Functions are typically called often, and should be one of your prime optimization focuses. Functions containing try-catch constructs are not optimizable, nor are functions containing other unpredictable constructs, like with or eval. If, for some reason, your function is not optimizable, keep its use to a minimum.

A very common optimization error involves the use of polymorphic functions. Functions that accept variable function arguments will be de-optimized. Avoid polymorphic functions.

An excellent explanation of how V8 performs speculative optimization can be found here: https://ponyfoo.com/articles/an-introduction-to-speculative-optimization-in-v8

Optimized JavaScript

The JavaScript language is in constant flux, and some major changes and improvements have begun to find their way into native compilers. The V8 engine used in the latest Node builds supports nearly all of the latest features. Surveying all of these is beyond the scope of this chapter. In this section, we'll mention a few of the most useful updates and how they might be used to simplify your code, helping to make it easier to understand and reason about, to maintain, and perhaps even become more performant.

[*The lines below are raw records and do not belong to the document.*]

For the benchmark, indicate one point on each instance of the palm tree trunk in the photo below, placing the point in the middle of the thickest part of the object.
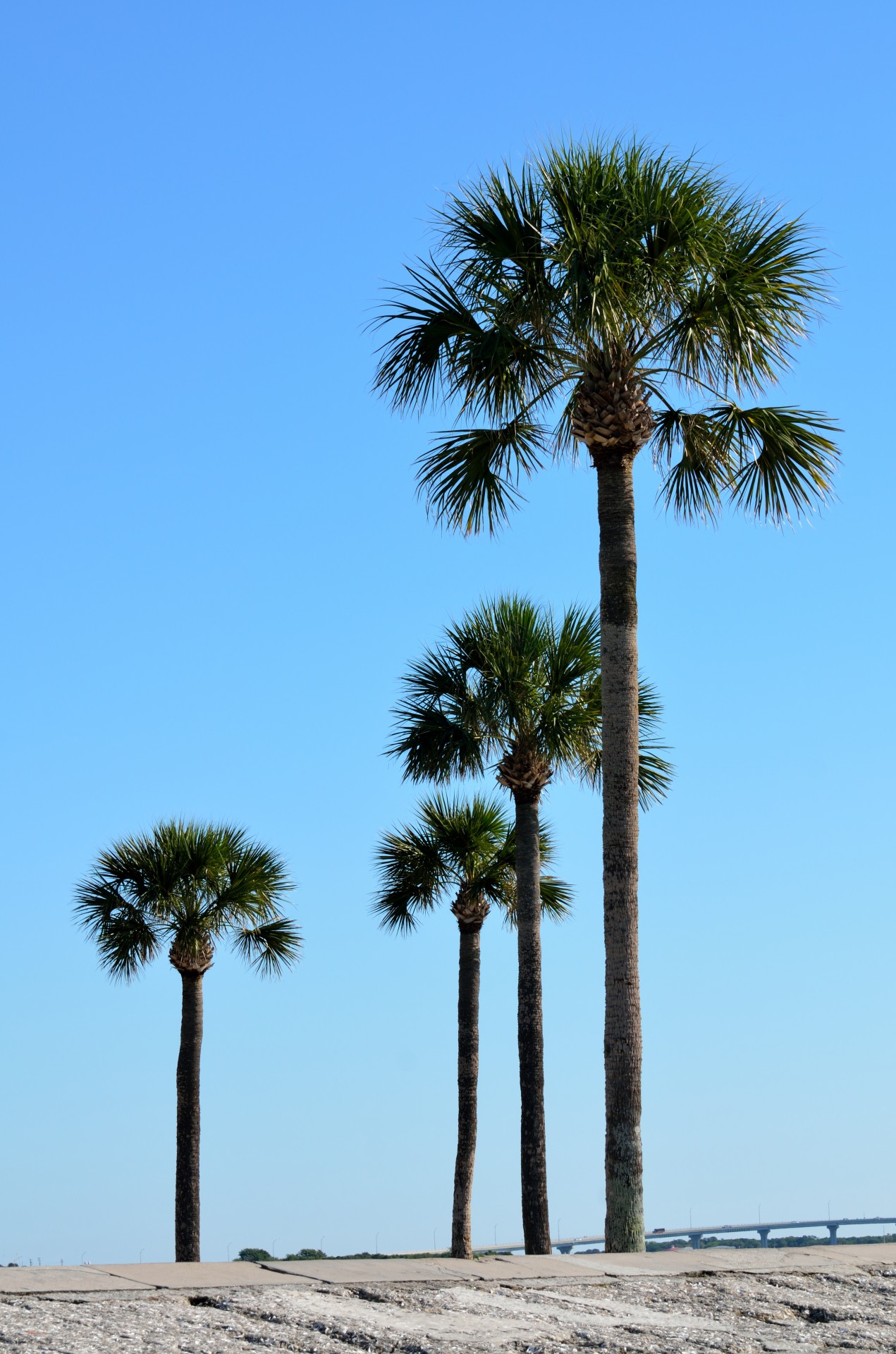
(536, 1230)
(187, 1169)
(467, 1081)
(625, 1228)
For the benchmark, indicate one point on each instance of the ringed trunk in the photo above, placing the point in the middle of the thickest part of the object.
(187, 1168)
(625, 1228)
(536, 1231)
(467, 1082)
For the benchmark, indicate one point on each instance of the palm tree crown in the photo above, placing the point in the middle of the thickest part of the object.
(459, 849)
(188, 886)
(610, 295)
(513, 684)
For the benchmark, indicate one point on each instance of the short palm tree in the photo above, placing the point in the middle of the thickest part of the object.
(516, 687)
(608, 298)
(465, 852)
(187, 886)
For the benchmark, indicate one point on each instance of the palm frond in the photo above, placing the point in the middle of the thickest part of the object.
(185, 883)
(470, 478)
(270, 947)
(557, 898)
(785, 462)
(125, 933)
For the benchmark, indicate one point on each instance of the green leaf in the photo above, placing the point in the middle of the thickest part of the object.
(470, 478)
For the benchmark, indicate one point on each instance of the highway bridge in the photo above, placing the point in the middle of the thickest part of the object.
(694, 1234)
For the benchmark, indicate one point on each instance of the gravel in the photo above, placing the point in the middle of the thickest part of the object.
(684, 1314)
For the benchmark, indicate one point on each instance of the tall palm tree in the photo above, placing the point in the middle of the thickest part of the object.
(513, 685)
(608, 297)
(463, 850)
(188, 886)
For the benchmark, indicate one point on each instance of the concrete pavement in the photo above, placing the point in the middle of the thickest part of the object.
(104, 1279)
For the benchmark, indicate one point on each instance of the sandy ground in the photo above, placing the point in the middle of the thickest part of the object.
(689, 1312)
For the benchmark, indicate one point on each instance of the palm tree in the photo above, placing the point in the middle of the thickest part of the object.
(515, 685)
(187, 886)
(463, 850)
(609, 297)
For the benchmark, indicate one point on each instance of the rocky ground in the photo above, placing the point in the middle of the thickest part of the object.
(682, 1314)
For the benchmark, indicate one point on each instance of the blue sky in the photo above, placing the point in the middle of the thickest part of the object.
(216, 571)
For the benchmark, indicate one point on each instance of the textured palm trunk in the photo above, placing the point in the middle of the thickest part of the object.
(187, 1168)
(467, 1082)
(625, 1228)
(536, 1231)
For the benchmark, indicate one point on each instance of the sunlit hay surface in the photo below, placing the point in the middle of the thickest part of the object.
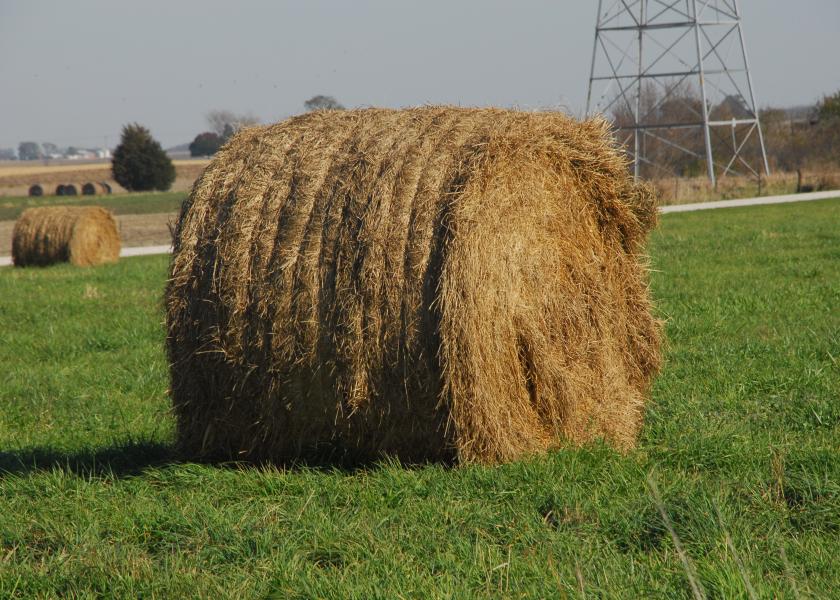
(435, 283)
(81, 235)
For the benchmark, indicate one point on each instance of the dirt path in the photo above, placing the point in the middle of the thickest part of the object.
(135, 230)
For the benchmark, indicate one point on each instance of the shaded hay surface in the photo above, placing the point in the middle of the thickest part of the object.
(83, 236)
(435, 283)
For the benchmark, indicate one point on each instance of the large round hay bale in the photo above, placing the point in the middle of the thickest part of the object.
(434, 283)
(81, 235)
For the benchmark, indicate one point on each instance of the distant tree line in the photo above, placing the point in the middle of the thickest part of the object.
(809, 141)
(224, 123)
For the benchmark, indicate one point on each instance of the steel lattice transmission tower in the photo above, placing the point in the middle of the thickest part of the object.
(673, 76)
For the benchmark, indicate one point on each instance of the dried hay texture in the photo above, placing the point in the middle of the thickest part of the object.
(81, 235)
(435, 283)
(95, 188)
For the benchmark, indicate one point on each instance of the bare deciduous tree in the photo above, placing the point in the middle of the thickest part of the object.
(224, 122)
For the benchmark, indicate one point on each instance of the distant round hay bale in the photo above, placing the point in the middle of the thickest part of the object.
(435, 283)
(71, 189)
(81, 235)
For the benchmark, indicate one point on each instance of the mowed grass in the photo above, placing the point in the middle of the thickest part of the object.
(119, 204)
(741, 444)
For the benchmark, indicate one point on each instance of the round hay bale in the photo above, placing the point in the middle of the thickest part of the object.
(71, 189)
(81, 235)
(91, 189)
(435, 283)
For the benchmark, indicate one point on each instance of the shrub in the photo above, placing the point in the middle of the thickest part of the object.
(140, 163)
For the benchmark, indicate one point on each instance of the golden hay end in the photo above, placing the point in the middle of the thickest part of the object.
(81, 235)
(434, 283)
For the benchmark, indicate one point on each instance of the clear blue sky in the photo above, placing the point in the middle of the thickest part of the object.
(73, 72)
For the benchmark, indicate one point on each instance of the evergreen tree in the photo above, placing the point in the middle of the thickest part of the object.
(139, 162)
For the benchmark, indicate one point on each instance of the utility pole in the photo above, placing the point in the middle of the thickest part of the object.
(674, 76)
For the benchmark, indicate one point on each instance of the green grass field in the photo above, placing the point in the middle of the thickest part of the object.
(742, 442)
(119, 204)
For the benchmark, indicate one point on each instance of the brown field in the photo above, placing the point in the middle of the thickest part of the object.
(15, 178)
(684, 190)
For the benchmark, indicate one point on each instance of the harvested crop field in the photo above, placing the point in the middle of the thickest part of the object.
(15, 179)
(740, 451)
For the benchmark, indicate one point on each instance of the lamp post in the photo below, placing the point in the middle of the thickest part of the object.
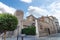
(22, 36)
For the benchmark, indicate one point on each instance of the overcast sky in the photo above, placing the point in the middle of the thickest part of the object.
(35, 7)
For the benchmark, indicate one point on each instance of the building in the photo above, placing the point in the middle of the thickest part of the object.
(45, 25)
(19, 14)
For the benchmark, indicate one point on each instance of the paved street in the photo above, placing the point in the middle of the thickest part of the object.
(51, 37)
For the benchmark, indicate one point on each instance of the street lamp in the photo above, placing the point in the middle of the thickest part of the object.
(22, 36)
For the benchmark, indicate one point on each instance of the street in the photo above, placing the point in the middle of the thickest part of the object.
(51, 37)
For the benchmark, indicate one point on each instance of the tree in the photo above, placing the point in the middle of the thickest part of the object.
(31, 30)
(8, 22)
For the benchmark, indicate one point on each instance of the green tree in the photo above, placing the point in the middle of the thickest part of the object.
(31, 30)
(8, 22)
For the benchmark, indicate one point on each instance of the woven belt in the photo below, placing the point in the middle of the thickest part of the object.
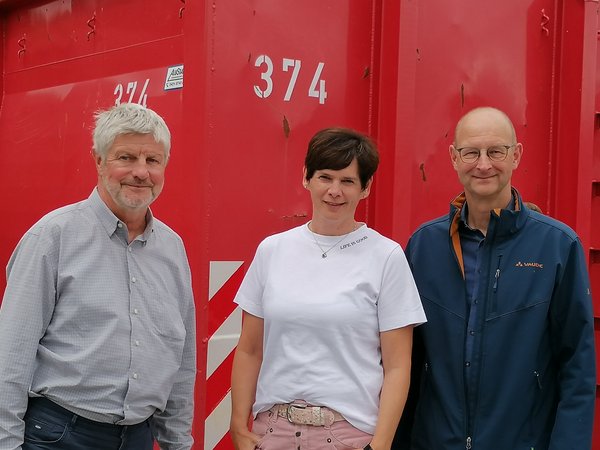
(302, 414)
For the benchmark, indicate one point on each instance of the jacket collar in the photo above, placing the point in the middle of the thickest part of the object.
(503, 222)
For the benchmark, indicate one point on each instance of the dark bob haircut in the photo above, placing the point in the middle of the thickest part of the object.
(336, 148)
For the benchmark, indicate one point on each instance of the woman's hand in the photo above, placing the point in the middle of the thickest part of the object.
(244, 439)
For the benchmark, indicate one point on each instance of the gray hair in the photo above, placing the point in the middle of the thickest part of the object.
(128, 118)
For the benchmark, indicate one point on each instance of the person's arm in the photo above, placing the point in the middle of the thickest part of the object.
(26, 310)
(396, 348)
(172, 427)
(573, 338)
(244, 376)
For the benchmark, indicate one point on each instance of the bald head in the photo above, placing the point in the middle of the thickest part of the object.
(482, 120)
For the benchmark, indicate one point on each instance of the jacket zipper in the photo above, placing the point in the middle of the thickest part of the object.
(497, 274)
(494, 300)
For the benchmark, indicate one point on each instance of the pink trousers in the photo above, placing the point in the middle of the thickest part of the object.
(279, 434)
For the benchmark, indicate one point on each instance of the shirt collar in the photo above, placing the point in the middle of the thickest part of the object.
(464, 212)
(110, 222)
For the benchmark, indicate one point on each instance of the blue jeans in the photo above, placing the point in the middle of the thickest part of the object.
(51, 427)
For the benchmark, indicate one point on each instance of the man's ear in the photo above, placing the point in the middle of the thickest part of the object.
(367, 190)
(304, 180)
(517, 155)
(453, 156)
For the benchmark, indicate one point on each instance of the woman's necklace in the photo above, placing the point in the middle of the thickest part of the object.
(324, 252)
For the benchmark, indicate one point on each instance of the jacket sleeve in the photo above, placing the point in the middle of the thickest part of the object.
(572, 327)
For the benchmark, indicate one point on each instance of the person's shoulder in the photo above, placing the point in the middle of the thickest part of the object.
(438, 223)
(57, 218)
(378, 238)
(282, 236)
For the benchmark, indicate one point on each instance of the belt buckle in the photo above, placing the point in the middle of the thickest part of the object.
(288, 412)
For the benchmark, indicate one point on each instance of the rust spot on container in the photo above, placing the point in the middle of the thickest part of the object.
(422, 169)
(286, 127)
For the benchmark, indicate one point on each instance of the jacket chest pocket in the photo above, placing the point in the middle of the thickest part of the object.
(518, 288)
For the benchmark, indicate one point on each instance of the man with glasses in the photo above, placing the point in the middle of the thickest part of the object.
(506, 360)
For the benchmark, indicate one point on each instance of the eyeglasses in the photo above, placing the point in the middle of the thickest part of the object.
(495, 153)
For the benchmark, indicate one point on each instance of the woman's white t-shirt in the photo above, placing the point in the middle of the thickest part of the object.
(322, 318)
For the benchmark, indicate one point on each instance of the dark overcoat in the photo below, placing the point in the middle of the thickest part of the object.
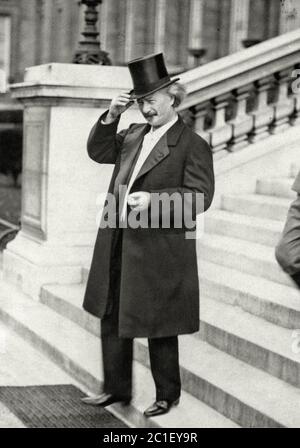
(159, 286)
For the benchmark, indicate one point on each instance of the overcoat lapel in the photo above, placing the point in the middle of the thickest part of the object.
(161, 149)
(131, 146)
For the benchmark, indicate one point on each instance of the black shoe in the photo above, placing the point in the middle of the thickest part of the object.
(105, 399)
(160, 407)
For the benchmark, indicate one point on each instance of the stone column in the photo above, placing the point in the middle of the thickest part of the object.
(60, 183)
(129, 41)
(160, 25)
(195, 28)
(238, 31)
(46, 33)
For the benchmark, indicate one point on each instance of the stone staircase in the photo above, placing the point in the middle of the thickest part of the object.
(240, 369)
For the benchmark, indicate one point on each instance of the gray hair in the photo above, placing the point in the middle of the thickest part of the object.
(178, 91)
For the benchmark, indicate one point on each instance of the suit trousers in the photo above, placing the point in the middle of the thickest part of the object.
(117, 352)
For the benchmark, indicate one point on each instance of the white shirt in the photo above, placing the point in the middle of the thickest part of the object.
(150, 140)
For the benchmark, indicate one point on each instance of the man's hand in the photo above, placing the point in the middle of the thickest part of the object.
(139, 200)
(118, 105)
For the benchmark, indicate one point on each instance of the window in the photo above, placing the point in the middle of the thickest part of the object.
(5, 36)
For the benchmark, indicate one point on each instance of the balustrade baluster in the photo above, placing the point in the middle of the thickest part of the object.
(220, 132)
(283, 104)
(262, 113)
(201, 111)
(295, 86)
(242, 123)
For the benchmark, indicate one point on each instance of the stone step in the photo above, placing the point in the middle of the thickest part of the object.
(238, 333)
(276, 186)
(221, 388)
(261, 206)
(295, 168)
(251, 339)
(78, 352)
(279, 304)
(263, 231)
(252, 258)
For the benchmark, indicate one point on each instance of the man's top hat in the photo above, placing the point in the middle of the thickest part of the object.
(148, 74)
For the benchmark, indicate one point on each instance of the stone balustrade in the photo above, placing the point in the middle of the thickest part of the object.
(244, 97)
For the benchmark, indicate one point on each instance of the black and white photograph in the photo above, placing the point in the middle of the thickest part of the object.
(149, 216)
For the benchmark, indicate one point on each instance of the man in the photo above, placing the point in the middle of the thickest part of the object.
(288, 249)
(144, 282)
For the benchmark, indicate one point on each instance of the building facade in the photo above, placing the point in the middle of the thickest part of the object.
(34, 32)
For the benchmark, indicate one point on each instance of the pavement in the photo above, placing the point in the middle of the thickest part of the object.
(22, 365)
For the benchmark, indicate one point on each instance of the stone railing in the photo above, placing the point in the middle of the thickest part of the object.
(247, 96)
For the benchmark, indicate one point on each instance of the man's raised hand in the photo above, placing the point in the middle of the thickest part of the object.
(118, 105)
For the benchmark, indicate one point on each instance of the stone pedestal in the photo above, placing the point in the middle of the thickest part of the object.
(60, 183)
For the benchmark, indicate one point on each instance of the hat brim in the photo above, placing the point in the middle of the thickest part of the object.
(133, 96)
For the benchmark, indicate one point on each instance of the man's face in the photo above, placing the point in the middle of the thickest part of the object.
(157, 108)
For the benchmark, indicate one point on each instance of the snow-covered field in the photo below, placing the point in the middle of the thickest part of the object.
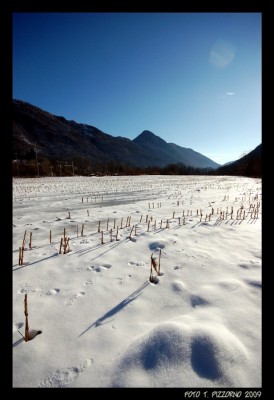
(103, 323)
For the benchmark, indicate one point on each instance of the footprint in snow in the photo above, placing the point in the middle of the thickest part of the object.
(74, 298)
(65, 376)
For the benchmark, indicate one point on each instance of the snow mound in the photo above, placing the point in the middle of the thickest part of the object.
(197, 355)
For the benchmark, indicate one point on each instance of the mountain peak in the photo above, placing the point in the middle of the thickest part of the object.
(148, 137)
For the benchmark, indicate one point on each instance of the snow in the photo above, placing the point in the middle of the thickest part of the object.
(103, 323)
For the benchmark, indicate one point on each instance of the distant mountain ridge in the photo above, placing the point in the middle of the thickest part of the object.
(248, 165)
(54, 137)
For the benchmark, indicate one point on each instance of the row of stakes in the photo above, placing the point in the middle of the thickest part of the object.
(64, 241)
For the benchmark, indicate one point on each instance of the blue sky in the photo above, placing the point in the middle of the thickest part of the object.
(193, 79)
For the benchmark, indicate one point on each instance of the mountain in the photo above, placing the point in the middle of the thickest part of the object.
(248, 165)
(55, 138)
(171, 153)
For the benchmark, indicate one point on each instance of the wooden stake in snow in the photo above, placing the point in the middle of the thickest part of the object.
(154, 263)
(20, 261)
(26, 318)
(117, 233)
(61, 244)
(159, 262)
(30, 240)
(131, 231)
(24, 240)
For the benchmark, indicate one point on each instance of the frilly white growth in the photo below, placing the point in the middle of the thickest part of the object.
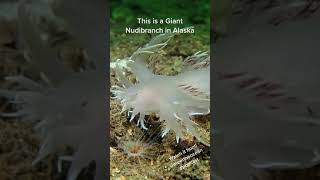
(69, 107)
(173, 98)
(267, 98)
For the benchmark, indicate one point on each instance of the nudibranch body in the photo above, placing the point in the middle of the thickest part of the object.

We will be using the latest JavaScript features throughout this book. You can use Promises, Generators, and async/await constructs as of Node 8.x, and we will be using those throughout the book. These concurrency operators will be discussed at depth in Chapter 2, Understanding Asynchronous Event-Driven Programming, but a good takeaway for now is that the callback pattern is losing its dominance, and the Promise pattern in particular is coming to dominate module interfaces.

In fact, a new method util.promisify was recently added to Node's core, which converts a callback-based function to a Promise-based one:

const {promisify} = require('util');
const fs = require('fs');

// Promisification happens here
let readFileAsync = promisify(fs.readFile);

let [executable, absPath, target, ...message] = process.argv;

console.log(message.length ? message.join(' ') : `Running file ${absPath} using binary ${executable}`);

readFileAsync(target, {encoding: 'utf8'})
.then(console.log)
.catch(err => {
  let message = err.message;
  console.log(`
    An error occurred!
    Read error: ${message}
  `);
});

Being able to easily promisify fs.readFile is very useful.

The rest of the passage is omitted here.